In December 1968, the UMass Boston board of trustees voted 12 to 4 to accept the Columbia Point proposal. In April 1969, the Students for a Democratic Society rallied more than a hundred students protesting the decision to move the university campus to Columbia Point, denouncing the institution as "a 'pawn' masking the Boston Redevelopment Authority's plan to remove poor people from Columbia Point" and that "the university is planning a prestigious dormitory school with high tuition which students from low- and moderate-income families–whom the university was designed to serve–will not be able to attend." In January 1974, the university moved to the current Columbia Point campus. In 1977, the Massachusetts General Court formed a special legislative committee led by Amherst College President John William Ward that found that the Columbia Point campus buildings were negligently constructed.

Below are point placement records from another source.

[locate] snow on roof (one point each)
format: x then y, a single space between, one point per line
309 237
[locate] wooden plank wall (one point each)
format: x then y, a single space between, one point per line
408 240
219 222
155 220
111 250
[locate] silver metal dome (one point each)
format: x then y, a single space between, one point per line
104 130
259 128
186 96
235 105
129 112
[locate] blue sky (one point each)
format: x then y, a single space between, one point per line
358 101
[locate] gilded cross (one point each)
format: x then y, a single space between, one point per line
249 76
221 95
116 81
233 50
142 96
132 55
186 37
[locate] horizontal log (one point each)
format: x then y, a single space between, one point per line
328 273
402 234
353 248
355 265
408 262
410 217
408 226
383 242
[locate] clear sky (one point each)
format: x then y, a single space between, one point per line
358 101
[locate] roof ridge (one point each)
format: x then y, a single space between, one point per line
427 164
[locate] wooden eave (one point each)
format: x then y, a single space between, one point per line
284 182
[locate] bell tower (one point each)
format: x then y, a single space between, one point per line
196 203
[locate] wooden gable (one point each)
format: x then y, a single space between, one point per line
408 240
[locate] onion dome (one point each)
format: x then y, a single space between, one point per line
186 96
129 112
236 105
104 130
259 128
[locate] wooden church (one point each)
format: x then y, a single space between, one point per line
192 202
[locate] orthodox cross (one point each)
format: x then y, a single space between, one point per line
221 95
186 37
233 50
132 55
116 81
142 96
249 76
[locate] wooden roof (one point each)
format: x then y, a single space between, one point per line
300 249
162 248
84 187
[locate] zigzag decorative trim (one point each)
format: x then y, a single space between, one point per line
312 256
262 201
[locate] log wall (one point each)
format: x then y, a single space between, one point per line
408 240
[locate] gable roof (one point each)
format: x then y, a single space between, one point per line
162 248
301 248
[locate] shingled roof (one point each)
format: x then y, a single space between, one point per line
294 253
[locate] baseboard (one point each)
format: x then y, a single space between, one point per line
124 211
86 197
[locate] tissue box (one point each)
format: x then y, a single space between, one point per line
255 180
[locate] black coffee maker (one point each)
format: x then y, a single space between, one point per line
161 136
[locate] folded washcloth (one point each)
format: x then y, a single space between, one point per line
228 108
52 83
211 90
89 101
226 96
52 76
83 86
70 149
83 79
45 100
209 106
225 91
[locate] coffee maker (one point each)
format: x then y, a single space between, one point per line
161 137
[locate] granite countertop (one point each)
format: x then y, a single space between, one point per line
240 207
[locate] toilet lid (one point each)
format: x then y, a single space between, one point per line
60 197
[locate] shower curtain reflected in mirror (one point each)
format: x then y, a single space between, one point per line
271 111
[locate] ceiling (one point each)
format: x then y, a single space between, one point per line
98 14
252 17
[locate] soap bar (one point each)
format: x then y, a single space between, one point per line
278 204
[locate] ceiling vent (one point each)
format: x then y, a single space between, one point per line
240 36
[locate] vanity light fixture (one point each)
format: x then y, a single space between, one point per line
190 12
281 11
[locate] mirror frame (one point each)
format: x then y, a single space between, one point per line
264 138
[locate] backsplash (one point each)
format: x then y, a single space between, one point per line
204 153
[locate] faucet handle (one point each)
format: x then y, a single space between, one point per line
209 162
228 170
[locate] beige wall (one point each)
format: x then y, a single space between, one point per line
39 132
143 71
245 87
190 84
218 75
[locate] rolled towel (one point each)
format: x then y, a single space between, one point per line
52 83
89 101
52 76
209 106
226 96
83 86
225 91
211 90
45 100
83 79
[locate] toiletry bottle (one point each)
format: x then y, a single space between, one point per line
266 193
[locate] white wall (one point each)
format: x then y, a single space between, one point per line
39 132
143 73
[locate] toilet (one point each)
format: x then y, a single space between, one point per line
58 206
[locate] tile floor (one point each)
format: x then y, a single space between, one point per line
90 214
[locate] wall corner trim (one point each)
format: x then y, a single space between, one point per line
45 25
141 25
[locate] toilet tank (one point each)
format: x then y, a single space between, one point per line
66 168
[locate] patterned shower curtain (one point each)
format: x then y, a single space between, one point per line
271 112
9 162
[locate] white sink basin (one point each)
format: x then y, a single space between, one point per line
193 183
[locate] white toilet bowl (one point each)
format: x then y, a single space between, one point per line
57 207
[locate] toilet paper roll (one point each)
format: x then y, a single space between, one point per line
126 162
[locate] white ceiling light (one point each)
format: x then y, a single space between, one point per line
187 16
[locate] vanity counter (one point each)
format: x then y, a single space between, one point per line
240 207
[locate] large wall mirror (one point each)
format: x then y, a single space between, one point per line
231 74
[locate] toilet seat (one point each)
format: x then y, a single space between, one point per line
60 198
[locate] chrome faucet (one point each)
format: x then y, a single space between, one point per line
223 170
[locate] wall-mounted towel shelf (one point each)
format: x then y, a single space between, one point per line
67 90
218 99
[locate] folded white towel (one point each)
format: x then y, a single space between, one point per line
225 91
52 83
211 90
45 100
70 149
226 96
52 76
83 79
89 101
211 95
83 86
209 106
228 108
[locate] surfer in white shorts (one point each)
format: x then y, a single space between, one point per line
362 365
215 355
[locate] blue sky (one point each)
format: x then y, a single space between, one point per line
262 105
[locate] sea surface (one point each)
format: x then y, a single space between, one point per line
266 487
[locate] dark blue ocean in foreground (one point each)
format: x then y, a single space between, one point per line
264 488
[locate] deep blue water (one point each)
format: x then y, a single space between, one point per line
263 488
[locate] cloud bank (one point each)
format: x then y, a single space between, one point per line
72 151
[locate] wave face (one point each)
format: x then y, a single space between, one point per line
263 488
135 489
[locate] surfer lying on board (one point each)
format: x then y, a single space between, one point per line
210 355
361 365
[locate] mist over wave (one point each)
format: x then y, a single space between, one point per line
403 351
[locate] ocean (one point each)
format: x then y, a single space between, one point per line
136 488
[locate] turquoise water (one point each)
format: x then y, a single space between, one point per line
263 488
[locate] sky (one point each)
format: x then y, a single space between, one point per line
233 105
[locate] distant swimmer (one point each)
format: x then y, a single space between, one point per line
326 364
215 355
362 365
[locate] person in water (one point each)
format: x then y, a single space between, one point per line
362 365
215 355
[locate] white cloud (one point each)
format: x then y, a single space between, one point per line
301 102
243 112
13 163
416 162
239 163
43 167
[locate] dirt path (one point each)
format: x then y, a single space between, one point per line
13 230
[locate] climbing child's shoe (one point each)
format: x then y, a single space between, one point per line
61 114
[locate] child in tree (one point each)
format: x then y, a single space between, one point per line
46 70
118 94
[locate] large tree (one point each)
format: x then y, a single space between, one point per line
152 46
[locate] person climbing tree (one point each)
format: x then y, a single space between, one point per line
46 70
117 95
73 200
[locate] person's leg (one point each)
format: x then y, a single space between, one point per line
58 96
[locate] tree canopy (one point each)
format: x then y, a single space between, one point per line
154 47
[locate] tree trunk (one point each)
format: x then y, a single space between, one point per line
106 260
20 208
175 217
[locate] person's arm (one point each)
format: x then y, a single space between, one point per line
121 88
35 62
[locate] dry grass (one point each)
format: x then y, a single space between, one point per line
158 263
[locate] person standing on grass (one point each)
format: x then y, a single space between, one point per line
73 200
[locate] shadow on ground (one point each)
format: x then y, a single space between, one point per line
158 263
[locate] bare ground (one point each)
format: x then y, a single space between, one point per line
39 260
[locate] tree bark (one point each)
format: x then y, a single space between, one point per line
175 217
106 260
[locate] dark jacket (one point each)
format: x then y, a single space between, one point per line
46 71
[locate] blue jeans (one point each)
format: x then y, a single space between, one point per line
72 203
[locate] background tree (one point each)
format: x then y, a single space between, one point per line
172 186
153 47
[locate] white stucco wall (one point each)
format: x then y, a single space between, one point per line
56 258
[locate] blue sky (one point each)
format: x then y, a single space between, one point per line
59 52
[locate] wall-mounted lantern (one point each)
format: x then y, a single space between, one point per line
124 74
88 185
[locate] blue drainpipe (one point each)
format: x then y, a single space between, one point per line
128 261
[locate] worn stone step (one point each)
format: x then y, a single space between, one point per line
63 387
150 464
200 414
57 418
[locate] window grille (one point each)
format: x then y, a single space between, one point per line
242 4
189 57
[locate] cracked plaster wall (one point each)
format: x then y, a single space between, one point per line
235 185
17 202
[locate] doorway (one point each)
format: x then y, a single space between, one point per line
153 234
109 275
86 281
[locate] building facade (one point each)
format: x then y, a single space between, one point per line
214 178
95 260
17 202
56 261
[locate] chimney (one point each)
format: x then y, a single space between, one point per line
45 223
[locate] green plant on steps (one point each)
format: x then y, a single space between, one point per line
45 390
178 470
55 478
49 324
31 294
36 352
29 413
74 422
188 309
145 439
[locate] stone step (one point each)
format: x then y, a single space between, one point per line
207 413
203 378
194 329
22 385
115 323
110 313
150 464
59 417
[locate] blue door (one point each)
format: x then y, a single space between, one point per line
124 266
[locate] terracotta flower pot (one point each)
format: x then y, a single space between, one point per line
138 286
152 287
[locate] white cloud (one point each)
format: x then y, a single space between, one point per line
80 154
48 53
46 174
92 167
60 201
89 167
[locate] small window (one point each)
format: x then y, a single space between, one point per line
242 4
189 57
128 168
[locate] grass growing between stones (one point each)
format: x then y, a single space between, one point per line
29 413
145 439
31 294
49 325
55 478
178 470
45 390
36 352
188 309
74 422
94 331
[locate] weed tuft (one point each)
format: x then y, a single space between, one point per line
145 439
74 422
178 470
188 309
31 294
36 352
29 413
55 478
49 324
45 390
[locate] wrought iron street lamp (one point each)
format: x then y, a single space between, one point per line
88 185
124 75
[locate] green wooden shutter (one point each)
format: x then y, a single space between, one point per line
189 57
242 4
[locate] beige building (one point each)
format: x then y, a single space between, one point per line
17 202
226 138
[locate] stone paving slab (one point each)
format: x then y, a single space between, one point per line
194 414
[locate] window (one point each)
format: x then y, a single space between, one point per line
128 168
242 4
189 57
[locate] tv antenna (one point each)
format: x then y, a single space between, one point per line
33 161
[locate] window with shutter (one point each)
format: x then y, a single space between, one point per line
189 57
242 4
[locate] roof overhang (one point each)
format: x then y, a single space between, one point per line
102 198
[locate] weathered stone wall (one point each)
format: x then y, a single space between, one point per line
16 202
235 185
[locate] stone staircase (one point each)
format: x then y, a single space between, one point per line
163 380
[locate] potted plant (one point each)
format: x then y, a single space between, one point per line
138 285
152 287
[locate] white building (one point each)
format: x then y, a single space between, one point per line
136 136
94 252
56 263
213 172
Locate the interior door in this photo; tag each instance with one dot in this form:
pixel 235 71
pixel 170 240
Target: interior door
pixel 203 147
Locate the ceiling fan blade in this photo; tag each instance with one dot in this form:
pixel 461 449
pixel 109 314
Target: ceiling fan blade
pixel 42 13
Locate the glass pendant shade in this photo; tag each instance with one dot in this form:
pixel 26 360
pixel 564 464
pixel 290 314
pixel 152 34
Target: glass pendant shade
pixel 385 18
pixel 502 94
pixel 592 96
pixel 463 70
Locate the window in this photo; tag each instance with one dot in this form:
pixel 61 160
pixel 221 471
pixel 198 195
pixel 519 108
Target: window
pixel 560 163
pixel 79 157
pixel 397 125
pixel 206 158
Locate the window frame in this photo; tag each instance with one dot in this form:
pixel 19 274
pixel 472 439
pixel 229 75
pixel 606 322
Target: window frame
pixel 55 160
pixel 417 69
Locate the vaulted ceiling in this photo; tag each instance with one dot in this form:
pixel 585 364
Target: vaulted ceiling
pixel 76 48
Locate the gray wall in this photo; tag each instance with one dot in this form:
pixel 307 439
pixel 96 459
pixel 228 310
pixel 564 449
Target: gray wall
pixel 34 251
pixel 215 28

In July 2006, UMass Boston Chancellor Michael F. Collins ordered the immediate and permanent closure of the parking garage underneath the main campus, causing a loss of 1,500 parking spaces and requiring the university to begin developing a 25-year plan to renew the campus the following October, which was ultimately proposed by Chancellor J. Keith Motley and approved by the UMass Boston board of trustees in December 2007. In April 2017, Chancellor Motley resigned amidst a $30 million structural operating budget deficit caused by the construction costs of the renewal plan, which required the university to begin cutting courses required for graduation during the upcoming summer and fall semesters as well as other academic spending. In 1963, when UMass System President John W. Lederle endorsed expanding the system to Boston before the state legislature, there were 12,000 freshman applications to the University of Massachusetts in Amherst with only 2,600 slots, yet the majority of the applicants lived in the Greater Boston area. In the late 1960s, UMass Boston reportedly had the largest population of Vietnam War veterans than any university in the United States, and the largest population of African American students of all universities in Massachusetts. As of April 2018, the UMass Boston campus remained the sole majority-minority campus in the UMass system.